[HACKERS] Commits don't block for synchronous replication - Mailing list pgsql-hackers

From Xin Zhang
Subject [HACKERS] Commits don't block for synchronous replication
Date
Msg-id CABrsG8j3kPD+kbbsx_isEpFvAgaOBNGyGpsqSjQ6L8vwVUaZAQ@mail.gmail.com
Whole thread Raw
Responses Re: [HACKERS] Commits don't block for synchronous replication  (Michael Paquier <michael.paquier@gmail.com>)
List pgsql-hackers
By setting up synchronized replication between primary and standby, commits on primary should be blocked by function `SyncRepWaitForLSN()` until its effects replicated to the standby.
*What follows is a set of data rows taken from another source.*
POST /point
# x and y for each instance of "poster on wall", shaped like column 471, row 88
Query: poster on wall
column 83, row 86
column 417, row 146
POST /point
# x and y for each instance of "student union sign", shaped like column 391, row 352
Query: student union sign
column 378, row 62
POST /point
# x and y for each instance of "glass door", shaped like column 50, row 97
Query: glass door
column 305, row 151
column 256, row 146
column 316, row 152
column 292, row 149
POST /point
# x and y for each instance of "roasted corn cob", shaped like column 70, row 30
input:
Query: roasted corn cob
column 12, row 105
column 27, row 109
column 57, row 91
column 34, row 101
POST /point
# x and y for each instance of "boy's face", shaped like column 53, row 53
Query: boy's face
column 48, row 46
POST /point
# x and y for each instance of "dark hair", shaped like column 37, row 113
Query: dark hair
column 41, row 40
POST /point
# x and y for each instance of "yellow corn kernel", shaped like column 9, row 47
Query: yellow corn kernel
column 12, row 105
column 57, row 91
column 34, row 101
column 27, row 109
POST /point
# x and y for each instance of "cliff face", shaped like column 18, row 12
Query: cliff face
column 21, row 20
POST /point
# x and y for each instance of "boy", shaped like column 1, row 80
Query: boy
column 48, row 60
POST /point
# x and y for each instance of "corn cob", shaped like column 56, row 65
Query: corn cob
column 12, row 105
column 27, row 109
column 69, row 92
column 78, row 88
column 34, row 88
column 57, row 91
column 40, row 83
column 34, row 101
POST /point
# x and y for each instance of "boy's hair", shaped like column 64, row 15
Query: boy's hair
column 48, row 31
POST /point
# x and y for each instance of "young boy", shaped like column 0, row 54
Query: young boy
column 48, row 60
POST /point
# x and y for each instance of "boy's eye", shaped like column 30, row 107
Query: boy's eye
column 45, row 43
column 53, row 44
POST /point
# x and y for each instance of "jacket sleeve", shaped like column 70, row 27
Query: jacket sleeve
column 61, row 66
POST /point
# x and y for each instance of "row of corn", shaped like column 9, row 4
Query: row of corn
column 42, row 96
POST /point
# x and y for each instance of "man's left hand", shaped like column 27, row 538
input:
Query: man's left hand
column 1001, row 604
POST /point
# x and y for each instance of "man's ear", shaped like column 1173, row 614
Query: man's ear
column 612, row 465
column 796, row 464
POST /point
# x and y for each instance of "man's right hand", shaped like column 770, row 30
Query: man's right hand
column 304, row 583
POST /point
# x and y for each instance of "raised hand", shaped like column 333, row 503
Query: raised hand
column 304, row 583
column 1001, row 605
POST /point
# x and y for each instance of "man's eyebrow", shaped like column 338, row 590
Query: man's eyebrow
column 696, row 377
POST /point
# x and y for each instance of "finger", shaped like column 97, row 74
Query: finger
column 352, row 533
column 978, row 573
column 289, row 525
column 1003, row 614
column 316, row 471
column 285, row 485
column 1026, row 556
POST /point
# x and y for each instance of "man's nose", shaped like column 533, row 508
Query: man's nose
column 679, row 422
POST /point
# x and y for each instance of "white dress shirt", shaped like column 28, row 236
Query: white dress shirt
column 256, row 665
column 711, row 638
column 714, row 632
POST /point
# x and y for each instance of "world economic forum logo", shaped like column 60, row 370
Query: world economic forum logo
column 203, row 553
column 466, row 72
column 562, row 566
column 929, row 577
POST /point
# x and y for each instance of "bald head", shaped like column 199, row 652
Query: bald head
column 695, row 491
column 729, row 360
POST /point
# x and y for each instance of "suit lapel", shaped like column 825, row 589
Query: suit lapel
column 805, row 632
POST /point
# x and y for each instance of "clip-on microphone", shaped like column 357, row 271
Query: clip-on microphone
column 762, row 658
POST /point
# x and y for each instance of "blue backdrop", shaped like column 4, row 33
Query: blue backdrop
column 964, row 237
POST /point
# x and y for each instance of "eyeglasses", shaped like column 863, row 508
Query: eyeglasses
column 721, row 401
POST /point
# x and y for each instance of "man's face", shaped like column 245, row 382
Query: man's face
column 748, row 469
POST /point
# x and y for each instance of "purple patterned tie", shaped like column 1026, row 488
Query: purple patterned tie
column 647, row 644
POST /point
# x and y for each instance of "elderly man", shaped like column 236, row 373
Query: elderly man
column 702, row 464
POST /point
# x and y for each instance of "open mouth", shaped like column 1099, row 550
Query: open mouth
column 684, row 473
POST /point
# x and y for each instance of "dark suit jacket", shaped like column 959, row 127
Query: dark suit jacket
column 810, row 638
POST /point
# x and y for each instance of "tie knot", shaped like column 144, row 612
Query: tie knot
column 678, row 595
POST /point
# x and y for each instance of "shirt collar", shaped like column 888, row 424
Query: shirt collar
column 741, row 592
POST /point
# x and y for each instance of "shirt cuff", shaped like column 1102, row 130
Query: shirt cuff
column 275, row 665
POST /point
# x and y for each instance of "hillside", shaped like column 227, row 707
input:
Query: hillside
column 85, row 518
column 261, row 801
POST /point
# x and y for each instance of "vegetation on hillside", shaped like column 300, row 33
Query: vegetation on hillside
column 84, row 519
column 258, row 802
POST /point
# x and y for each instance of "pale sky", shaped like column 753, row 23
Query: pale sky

Currently, `SyncRepWaitForLSN()` fast exits if the `SyncStandbysDefined()` is false, which means GUC `synchronous_standby_names` is empty.

There is a race condition where the GUC is set but not reflected by some backends. However, the `pg_stat_replication` `sync_state` is `sync`, and the `state` is `streaming`, which means the commit should block and get replicated to the mirror before it returns.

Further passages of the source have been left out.